Just under one in five (19 per cent) of the north east’s manufacturing businesses (531 out of 2,853 firms) are currently ‘at risk’ of failure, meaning the situation in the region is more positive than in every other part of the UK.

Currently 22% of UK manufacturing firms are ‘at risk’ of failure, with far higher proportions being identified in locations such as London (29%) and the South East (23%).

R3’s research comes in the wake of the announcement last month by the region’s highest profile manufacturer, Nissan, of plans to extend its Wearside plant, which is already Britain’s biggest car manufacturing facility.

The latest Markit/CIPS Purchasing Managers’ Index, which assesses the performance of the UK manufacturing sector on a monthly basis, also showed that factory output grew at its fastest rate for almost two decades during August.

R3 compiled the research using Bureau Van Dijk’s ‘Fame Database’ of company information.

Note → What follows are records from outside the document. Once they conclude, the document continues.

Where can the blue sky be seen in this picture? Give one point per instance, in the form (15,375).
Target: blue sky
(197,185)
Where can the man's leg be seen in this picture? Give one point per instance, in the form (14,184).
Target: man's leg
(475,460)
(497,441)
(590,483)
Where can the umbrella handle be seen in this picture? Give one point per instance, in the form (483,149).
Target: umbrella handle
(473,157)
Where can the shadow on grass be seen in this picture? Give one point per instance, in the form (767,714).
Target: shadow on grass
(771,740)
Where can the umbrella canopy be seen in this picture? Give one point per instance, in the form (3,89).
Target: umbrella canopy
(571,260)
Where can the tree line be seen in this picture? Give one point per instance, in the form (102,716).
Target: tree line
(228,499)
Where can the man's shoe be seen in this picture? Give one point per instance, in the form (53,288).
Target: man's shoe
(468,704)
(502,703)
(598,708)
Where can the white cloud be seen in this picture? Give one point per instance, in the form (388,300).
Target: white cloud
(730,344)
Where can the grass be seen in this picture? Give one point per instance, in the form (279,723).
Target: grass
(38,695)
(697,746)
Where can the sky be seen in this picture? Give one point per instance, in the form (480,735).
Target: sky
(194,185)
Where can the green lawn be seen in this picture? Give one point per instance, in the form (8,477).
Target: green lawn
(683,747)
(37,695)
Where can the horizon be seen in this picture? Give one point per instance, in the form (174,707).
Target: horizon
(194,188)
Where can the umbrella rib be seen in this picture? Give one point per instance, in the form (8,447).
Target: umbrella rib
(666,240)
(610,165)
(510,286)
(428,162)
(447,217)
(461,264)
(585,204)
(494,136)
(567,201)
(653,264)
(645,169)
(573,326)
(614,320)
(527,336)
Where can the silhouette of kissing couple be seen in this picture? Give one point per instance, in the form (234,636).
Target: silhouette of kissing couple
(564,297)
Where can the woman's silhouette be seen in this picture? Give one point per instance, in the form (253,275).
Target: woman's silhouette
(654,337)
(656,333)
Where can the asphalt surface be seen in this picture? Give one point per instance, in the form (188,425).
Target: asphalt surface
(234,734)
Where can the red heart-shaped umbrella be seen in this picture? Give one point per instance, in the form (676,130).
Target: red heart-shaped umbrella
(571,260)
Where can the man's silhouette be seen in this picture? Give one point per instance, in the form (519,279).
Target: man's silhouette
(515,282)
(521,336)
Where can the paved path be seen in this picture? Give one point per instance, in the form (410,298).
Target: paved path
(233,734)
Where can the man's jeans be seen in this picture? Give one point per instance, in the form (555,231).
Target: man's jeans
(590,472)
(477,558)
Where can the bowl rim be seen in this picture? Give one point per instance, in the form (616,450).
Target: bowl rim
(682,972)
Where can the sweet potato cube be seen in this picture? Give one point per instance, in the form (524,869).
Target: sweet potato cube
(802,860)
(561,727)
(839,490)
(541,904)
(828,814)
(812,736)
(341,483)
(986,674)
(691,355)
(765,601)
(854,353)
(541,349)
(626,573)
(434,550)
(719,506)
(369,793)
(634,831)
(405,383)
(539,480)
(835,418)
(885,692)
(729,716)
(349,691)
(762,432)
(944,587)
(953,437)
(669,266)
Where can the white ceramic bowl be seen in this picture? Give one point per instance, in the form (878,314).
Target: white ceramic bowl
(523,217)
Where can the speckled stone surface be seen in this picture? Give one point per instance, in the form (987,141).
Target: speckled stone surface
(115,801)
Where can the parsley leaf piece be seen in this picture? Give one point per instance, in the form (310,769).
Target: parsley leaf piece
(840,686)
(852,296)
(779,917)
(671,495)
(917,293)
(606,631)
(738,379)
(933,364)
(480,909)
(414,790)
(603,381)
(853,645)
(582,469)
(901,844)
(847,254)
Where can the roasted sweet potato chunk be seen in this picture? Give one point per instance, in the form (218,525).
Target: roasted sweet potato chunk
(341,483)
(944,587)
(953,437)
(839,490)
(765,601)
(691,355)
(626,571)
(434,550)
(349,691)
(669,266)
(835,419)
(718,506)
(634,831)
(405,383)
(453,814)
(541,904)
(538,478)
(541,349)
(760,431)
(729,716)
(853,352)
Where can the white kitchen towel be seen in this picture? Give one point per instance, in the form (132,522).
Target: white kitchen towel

Steve Ross, chair of R3 in the north east and a partner in the Restructuring department of the Sunderland office of accountancy firm RSM Tenon, says: “Despite hearing many times over the years about the death of the north east manufacturing sector, it has always been a key constituent part of the regional economy, and while conditions clearly remain challenging, its resilience is very much highlighted by comparisons to other parts of the UK.

“While major names such as Nissan are the standard bearers, there are hundreds of other manufacturers right across the north east that are trading well, winning new contracts, sustaining and creating employment, and maintaining a proud regional industrial heritage that goes back centuries.

“As with any business that might be facing financial difficulties, the best way for any struggling manufacturers to address them is to get advice from a qualified source as soon as problems become apparent and agreeing what needs to change to improve the situation, rather than just waiting and hoping that they’ll go away on their own.

“Taking this sort of proactive action is the most likely route towards addressing and resolving their companies’ problems, and getting them back into the right shape for recovery.”

The R3 report also shows that a further 2.8% (80 companies) of north east manufacturing businesses face a ‘high risk’ of failure and may have difficulties in continuing to trade unless significant remedial action is taken.

However, this is once again the best figure in any part of the UK, below the national figure of 3.5%, and well ahead of the figures for London (4.7%), the North West (3.7%) and Scotland and the South East (both 3.6%).

RS compile the data using Bureau Van Dijk’s ‘Fame’ database. ‘At risk of failure’ is defined as a company that has a QuiScore below the normal band. The QuiScore is a measure of the likelihood of company failure in the twelve months following the date of calculation.